Terwijl het konvooi stillag, bleven er explosies klinken in het donker. Losgeslagen mijnen dreven met de stroming naar de schepen, en hoewel matrozen ze met lange bootshaken op afstand probeerden te houden, ging het soms mis.

De veerpont Vironia was gehavend door de luchtaanvallen, maar dreef nog en was op sleeptouw genomen. Midden in de nacht werd hij echter geraakt door een mijn en was het over en uit.

‘In het water was het een chaos. Iedereen vocht tegen iedereen om zijn eigen leven te redden. Ook ik werd meermaals onder water getrokken,’ vertelde Rafail Beltšikov, die tolkte voor het Rode Leger in Tallinn.

Hoewel Russische soldaten zijn reddingsvest stalen, overleefde Beltšikov het. 2300 anderen vonden de dood.

Ook elders leidden drijvende mijnen tot paniek. Het schip waar de Russische verpleegster Olga Poegina zich bevond, begon water te maken. De vele gewonden aan boord probeerden wanhopig uit het laadruim te klimmen. Het schip zonk zo snel dat Poegina niets kon doen om hen te helpen.

Losgeslagen mijnen bij Finse kust

In de weken na de evacuatie van Tallinn spoelden er in Finland losgeraakte mijnen aan.

© SA-kuva

Uit wanhoop pakte ze het pistool dat haar baas haar voor de zekerheid had meegegeven.

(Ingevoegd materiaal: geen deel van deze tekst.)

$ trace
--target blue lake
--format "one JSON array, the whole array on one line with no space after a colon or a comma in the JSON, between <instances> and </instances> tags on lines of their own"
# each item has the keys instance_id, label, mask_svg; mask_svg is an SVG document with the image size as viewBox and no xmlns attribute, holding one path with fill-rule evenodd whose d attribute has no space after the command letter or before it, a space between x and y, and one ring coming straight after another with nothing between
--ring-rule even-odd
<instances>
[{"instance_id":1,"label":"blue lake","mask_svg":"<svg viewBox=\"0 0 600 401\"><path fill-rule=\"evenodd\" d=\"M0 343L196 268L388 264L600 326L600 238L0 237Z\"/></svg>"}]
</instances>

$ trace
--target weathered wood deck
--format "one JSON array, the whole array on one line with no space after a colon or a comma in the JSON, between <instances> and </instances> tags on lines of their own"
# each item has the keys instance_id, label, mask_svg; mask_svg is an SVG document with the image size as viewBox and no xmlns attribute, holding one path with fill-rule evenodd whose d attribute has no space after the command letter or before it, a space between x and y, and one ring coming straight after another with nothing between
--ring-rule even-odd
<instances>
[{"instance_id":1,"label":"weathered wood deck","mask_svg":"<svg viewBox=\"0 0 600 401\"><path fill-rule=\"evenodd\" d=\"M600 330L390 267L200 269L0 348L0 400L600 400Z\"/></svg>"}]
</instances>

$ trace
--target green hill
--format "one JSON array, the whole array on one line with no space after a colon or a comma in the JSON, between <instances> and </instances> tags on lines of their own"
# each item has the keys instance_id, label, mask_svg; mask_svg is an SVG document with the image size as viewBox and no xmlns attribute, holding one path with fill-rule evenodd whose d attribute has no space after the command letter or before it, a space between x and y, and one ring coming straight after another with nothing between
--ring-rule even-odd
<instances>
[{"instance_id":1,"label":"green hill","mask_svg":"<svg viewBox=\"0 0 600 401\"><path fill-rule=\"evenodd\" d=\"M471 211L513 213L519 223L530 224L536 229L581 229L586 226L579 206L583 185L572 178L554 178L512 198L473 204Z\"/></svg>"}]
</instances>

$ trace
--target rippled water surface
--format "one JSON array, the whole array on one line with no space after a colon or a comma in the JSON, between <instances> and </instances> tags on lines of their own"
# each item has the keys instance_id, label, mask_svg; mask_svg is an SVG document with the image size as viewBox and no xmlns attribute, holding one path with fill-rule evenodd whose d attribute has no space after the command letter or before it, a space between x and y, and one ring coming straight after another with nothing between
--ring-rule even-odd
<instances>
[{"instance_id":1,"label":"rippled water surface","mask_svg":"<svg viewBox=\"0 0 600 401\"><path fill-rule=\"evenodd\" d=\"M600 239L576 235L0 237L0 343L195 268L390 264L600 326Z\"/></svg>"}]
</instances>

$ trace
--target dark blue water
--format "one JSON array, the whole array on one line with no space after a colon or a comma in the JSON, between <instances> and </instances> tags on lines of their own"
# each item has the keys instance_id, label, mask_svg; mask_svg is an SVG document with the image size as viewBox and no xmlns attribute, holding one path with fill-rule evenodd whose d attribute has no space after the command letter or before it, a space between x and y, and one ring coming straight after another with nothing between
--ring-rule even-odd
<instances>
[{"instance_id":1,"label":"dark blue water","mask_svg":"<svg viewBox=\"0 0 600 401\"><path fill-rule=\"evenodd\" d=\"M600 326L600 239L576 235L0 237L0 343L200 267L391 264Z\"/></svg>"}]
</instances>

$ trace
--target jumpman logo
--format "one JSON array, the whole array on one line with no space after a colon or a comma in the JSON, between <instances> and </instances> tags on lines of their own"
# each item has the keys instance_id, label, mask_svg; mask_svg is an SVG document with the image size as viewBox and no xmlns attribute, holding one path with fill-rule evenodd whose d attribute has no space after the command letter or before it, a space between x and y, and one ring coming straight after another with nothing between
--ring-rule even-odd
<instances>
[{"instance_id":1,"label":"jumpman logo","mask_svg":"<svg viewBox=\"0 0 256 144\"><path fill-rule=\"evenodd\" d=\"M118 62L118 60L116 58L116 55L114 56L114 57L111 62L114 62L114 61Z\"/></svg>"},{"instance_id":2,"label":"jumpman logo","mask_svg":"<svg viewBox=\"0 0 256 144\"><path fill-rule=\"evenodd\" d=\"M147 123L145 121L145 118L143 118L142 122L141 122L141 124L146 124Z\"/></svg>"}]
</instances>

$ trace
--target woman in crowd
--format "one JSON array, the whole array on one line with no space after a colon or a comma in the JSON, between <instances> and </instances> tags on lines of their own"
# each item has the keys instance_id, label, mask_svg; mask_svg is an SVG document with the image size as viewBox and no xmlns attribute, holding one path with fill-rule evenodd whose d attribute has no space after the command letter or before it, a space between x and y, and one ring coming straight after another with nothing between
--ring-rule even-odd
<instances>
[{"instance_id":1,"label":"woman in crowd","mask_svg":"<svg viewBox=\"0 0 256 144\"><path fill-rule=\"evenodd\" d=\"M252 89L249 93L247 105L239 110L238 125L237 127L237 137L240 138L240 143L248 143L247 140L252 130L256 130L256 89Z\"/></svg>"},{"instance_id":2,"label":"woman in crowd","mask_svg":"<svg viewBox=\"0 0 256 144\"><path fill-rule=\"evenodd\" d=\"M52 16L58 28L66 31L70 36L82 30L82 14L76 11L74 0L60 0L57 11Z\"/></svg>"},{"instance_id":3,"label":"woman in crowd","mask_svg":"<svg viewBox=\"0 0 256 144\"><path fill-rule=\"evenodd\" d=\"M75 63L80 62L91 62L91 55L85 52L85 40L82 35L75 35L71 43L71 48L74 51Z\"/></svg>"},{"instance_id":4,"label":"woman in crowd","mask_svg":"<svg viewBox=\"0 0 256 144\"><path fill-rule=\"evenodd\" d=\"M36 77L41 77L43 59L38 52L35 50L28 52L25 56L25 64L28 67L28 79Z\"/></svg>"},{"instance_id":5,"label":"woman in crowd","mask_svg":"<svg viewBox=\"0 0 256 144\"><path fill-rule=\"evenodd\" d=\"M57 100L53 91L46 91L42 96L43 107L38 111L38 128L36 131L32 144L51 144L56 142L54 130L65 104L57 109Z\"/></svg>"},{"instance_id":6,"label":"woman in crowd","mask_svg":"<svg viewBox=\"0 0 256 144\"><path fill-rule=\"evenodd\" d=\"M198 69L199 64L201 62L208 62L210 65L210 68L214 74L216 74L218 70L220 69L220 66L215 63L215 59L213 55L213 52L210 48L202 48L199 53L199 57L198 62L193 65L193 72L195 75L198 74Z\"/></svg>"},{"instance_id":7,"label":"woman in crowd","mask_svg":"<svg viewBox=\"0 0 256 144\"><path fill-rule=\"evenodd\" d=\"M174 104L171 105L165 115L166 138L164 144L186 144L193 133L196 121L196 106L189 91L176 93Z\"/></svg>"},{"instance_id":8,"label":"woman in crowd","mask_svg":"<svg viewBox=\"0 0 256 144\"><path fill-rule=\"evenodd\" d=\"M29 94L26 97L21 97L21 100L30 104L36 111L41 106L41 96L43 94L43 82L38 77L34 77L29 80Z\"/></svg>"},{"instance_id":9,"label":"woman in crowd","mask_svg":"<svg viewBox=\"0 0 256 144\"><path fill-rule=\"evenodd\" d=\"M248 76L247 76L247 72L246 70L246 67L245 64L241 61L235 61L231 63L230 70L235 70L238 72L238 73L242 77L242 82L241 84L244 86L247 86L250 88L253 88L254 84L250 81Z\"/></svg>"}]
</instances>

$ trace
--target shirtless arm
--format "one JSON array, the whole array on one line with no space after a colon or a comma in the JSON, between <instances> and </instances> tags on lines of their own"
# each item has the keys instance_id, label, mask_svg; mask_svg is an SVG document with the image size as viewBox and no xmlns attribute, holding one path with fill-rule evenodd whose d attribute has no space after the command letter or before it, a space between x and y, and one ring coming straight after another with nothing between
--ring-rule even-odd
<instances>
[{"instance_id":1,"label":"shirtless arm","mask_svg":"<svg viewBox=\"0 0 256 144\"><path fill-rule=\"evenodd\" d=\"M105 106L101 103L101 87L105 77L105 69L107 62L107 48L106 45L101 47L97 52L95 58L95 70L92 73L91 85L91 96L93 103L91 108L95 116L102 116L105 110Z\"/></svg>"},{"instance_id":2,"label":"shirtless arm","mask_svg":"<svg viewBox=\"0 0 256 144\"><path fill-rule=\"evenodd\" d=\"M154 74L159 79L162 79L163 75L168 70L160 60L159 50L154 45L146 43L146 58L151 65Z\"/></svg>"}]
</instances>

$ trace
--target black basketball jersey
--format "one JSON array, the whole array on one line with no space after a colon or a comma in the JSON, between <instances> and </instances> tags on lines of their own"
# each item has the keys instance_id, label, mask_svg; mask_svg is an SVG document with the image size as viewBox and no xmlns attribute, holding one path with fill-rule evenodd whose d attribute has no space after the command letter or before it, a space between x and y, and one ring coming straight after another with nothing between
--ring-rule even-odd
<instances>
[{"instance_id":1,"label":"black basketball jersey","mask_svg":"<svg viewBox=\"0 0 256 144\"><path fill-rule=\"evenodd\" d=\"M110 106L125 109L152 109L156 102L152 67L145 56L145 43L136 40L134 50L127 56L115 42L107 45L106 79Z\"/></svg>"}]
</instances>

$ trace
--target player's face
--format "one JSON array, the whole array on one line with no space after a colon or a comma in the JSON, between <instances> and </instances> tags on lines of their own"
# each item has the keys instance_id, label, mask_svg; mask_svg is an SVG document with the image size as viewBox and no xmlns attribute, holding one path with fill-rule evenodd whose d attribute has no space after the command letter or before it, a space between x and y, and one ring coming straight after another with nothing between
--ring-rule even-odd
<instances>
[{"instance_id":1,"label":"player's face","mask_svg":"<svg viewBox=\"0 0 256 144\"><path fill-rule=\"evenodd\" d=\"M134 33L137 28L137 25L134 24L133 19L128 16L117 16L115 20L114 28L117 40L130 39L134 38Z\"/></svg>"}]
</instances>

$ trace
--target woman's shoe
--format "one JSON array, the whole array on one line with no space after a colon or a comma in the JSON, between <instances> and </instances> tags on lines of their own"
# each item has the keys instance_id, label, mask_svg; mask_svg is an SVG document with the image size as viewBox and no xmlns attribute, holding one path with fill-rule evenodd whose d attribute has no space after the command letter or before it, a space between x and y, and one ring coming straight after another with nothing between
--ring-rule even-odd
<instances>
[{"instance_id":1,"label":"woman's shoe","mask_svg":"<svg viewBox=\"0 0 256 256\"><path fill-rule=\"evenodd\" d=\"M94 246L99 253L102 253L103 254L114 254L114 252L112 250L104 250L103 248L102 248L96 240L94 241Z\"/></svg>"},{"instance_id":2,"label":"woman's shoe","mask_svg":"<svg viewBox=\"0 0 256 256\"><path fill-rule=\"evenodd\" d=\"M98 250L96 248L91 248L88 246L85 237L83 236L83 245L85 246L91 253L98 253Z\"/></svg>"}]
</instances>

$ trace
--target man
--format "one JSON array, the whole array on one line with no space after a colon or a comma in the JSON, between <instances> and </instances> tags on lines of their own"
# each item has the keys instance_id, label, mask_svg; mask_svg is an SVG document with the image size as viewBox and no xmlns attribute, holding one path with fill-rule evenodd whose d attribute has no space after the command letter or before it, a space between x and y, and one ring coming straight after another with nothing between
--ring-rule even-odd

Poegina wilde zichzelf doodschieten, maar op het laatste moment griste een matroos het wapen uit haar handen en riep:

‘Doe je laarzen, jas en broek uit en spring in het water. Zo ver mogelijk van het schip!’

Halfnaakt sprong Poegina in zee, en korte tijd later werd ze opgepikt door een toegesnelde boot. De matrozen gaven haar een blauwe doek waarin ze zich kon wikkelen.

Heel even was Poegina veilig, maar al na een half uur ging ook dit vaartuig naar de kelder.

Opnieuw kwam de verpleegster in het ijskoude water terecht. Met hulp van een paar matrozen scheurde ze de blauwe doek tot reepjes en bond ze die aan houten planken, waardoor er een primitief vlot ontstond. Daarop namen zij en de mannen plaats.

Konvooi gaat weer varen

Om 4.40 uur werden de ankers gelicht. Anderhalf uur later verschenen er weer Duitse vliegtuigen. Het luchtafweergeschut van de schepen had bijna geen munitie meer.

Marinebasis Kronstadt

Sinds 1704 beschermt de marinebasis Kronstadt de doorvaart naar Sint-Petersburg, tussen 1924 en 1991 Leningrad genoemd.

© David Rumsey Map Collection

Leningrad hield stand dankzij Stalins Duinkerken

Alleen grote oorlogsschepen als de Kirov konden zichzelf nog verdedigen, en daar waagden de Duitsers zich niet bij in de buurt. Een vrachtschip werd het eerste slachtoffer van de dag, en korte tijd later zonk ook de S/S Naissaar met 1500 opvarenden. De kaarten van de kapitein hadden het juist voorspeld.

In de middag van 29 augustus, anderhalve dag nadat het konvooi Tallinn verlaten had, bereikte de Kirov met admiraal Triboets de basis op Kronstadt.

Intussen bleven de Duitsers de trage civiele schepen belagen. Ze zaten nu propvol overlevenden die ze uit zee hadden opgepikt. De laatste konvooischepen leden zware verliezen en kwamen pas twee dagen later aan.

68 van de 165 civiele vaartuigen waren verloren gegaan, en 16 van de 25 oorlogsschepen waren gezonken. De operatie is wel ‘Stalins Duinkerken’ genoemd.

Over de verliezen wordt nog gediscussieerd, maar volgens de Estse historici Mati Õun en Hanno Ojalo verlieten 42.000 mensen Tallinn per schip en kwamen er 27.000 levend aan. Er vielen dus 15.000 doden in de Finse Golf, waarmee we kunnen spreken van de bloedigste aanval op een konvooi van de hele oorlog.